A couple weeks ago I went to the nearest DMV and got a RealID. It took 15 minutes. (The RealID is proof of citizenship and residency.)

The DMV people and the people in the passport office are very helpful in how to get the necessary proof.


>The DMV people and the people in the passport office are very helpful in how to get the necessary proof.

That's nice and matches my obviously-not-north-american experience. Have you considered that you are not the target audience of the voter suppression because of something ?


Please elucidate what something is?


> For each election, I have to register anew

No. You register once and that applies to all future elections (at least until you update your registration for whatever reason, e.g. because you changed addresses).

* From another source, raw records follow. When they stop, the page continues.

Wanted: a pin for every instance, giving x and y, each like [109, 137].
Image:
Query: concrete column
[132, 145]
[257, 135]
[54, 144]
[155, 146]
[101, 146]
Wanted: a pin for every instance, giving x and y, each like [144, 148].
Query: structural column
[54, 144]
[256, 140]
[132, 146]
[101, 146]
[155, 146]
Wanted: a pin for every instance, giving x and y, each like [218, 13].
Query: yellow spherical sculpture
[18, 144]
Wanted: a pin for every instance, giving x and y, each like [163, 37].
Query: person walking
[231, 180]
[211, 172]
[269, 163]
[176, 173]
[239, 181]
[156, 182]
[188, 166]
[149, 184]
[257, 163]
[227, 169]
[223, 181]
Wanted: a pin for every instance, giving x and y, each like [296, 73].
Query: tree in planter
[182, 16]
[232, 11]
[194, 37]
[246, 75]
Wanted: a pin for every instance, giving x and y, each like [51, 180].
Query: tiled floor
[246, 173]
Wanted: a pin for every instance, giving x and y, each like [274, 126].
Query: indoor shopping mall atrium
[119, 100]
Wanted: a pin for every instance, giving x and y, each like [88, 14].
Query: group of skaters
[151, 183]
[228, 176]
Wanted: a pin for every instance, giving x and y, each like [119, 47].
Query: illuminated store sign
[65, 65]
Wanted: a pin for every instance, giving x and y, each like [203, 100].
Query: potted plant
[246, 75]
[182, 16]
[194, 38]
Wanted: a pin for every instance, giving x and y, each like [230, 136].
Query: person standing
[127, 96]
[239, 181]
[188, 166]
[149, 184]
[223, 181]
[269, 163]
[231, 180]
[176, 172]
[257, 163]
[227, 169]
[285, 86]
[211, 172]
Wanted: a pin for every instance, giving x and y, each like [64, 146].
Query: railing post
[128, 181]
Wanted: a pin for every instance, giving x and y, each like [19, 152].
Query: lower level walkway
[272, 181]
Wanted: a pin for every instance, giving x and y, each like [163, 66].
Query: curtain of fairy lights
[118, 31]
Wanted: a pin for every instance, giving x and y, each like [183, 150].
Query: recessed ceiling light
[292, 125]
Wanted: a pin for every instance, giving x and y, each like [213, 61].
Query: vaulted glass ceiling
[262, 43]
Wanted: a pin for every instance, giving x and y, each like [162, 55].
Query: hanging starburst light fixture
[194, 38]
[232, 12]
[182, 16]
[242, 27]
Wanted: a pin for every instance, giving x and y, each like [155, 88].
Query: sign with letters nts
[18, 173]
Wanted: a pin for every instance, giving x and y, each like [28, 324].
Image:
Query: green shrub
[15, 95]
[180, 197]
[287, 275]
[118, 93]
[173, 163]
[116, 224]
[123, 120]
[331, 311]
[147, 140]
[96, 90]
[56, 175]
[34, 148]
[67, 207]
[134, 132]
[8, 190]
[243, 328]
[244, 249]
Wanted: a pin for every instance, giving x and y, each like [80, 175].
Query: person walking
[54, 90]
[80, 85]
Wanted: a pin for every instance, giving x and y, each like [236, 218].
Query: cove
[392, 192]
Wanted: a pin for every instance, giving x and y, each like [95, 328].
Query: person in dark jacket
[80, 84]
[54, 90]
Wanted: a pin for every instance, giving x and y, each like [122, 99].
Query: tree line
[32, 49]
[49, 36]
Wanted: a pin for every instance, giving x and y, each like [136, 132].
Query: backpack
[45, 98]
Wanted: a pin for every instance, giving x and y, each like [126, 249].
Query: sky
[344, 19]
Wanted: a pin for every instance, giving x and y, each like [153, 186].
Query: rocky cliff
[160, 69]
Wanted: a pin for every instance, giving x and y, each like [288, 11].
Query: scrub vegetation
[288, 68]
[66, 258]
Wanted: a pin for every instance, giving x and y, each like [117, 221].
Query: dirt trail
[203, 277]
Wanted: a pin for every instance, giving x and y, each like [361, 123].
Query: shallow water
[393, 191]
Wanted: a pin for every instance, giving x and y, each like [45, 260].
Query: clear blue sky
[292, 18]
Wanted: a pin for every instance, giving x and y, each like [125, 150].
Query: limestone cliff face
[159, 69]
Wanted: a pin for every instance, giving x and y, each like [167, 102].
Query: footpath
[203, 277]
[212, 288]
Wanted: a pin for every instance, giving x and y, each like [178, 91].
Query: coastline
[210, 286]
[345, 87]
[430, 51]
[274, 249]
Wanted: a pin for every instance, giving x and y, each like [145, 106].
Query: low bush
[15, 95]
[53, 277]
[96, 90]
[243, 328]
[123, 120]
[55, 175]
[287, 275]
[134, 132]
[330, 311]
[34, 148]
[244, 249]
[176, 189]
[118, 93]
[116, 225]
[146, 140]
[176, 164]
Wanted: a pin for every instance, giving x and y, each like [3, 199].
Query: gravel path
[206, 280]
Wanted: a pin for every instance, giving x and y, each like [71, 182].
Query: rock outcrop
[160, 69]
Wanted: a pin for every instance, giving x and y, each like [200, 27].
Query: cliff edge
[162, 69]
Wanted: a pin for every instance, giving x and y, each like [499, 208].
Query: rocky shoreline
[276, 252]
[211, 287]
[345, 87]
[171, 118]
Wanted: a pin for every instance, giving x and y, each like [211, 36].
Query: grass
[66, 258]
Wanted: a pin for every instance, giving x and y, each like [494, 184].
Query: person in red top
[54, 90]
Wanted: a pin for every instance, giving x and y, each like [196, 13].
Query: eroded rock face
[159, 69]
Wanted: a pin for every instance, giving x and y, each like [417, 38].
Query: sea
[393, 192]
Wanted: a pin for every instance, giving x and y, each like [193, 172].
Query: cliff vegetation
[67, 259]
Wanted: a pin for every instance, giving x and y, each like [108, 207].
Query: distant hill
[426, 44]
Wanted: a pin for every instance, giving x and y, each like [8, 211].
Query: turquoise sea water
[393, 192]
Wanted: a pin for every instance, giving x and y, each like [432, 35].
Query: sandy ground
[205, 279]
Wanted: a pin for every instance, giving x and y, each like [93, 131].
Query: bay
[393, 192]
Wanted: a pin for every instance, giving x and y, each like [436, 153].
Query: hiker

> and the agency in charge has a backoffice is cross-checking this against... something?

Against the state's voter registration database, usually maintained by that state's Secretary of State or equivalent.

> What if my birth certificate or whatever is from a different place.

If the birth certificate is from somewhere within the US, then validating the birth certificate is usually just a matter of contacting the county clerk where you were born. If it's from somewhere outside the US, then you ain't eligible to vote anyway unless you've gone through the process of becoming a naturalized citizen — in which case you'd have more appropriate identifying documents that you'd use in place of your birth certificate.


>If it's from somewhere outside the US, then you ain't eligible to vote anyway unless you've gone through the process of becoming a naturalized citizen

It's nitpicking, but you can be a citizen by birth without either having a birth certificate from a country you are citizen of and without naturalizing, but you will have some other document in that case too.

>Against the state's voter registration database, usually maintained by that state's Secretary of State or equivalent.

Isn't it circular? To be in the database you are checked against the database?


> Isn't it circular? To be in the database you are checked against the database?

It's turtles^Wdatabases all the way down.